Virginia Canter, CREW's chief ethics lawyer, said most employment rules for outgoing lawmakers deal primarily with lobbying. Generally, former House members cannot lobby for one year and senators for two years after leaving office. Similar restrictions cover certain congressional staff members.

"But there's nothing that bars somebody from going to work or accepting compensation from anybody who lobbied their committee or lobbied them personally," Ms. Canter said.

Public filings show Coinbase lobbied against the Enablers Act, while Apollo lobbied on the NDAA. Toomey, who was the ranking member of the Senate Banking Committee and has invested in crypto, blocked the Enablers Act's inclusion in the NDAA last December. Brad Grantz, the GOP staff director for the committee, said at the time that Toomey believed there should be a hearing and greater discussion on the bill "before expanding [the U.S. Treasury's] authority yet again" by adding the Enablers Act into the NDAA.

Toomey could not be reached for comment last week. Neither Apollo nor Coinbase responded to requests for comment.

"Pat has a reputation for independent thinking and leadership experience in policy areas relevant to Apollo's business," Marc Rowan, Apollo's CEO, said in February. "His appointment also underscores our commitment to best-in-class corporate governance, with oversight from a board that is two-thirds independent and representative of diverse perspectives and deep experience across a variety of sectors and industries."

Coinbase brought on Toomey, a former Wall Street banker, in May, along with former U.S. Reps. Tim Ryan, D-Ohio, and Patrick Maloney, D-N.Y. Coinbase is fighting charges by the U.S. Securities and Exchange Commission that it's unlawfully facilitated the trading of crypto asset securities since at least 2019. On Thursday, the company asked a federal court to dismiss the charges, calling the SEC's lawsuit an "extraordinary abuse of process."

Ms. Canter, who worked in the administrations of former Presidents George W. Bush, Bill Clinton and Barack Obama, said the lobbying restrictions for former lawmakers are "only one side of the coin."

"There's some recognition they may have to go out and earn a living," she said. "But we certainly don't want them taking actions that could violate the public trust and potentially curry favor with prospective clients or employees."

CREW has called for a "cooling-off period" that would bar former lawmakers and executive branch officials from taking jobs with companies that have lobbied them or their committees for at least two years after leaving office.

In 2015, former U.S. Rep. Rod Blum, R-Iowa, introduced the No Golden Parachutes for Public Service Act, which would make the temporary lobbying restrictions for former lawmakers permanent.

And in 2018, U.S. Sen.
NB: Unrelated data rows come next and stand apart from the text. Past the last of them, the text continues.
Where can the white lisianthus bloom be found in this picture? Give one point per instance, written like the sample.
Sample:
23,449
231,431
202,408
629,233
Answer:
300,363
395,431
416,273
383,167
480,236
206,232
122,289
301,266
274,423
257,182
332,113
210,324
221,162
Elizabeth Warren, D-Mass., introduced the Anti-Corruption and Public Integrity Act, which would overhaul not only lobbying and ethics rules but campaign finance and post-employment restrictions. The bill has been reintroduced multiple times since then.

Former President Donald Trump imposed a five-year lobbying ban for administration officials, but revoked the ban just before leaving office.

"Federal efforts to restrict the revolving door have been extensive but ineffective," Public Citizen, an advocacy group, wrote in a 2019 report that said almost two-thirds of former members of Congress worked as lobbyists, consultants, or in business or trade groups that seek to influence federal policy.

"Despite ostensibly having restrictions in place, the revolving door continues to spin at an alarming speed, raising serious concerns about 'regulatory capture' of agencies by the same business interests they seek to regulate, and creating an uneasiness about whose interests Congress is defending," the group said in its report.

State governments often do a better job than the feds of addressing the revolving door, Public Citizen said.

Starting this year, former lawmakers and judges in Florida are barred from lobbying for up to six years after they leave office.

In Pennsylvania, the revolving door section of the state's Ethics Act bans public officials and public employees from lobbying their former government body for one year after leaving office.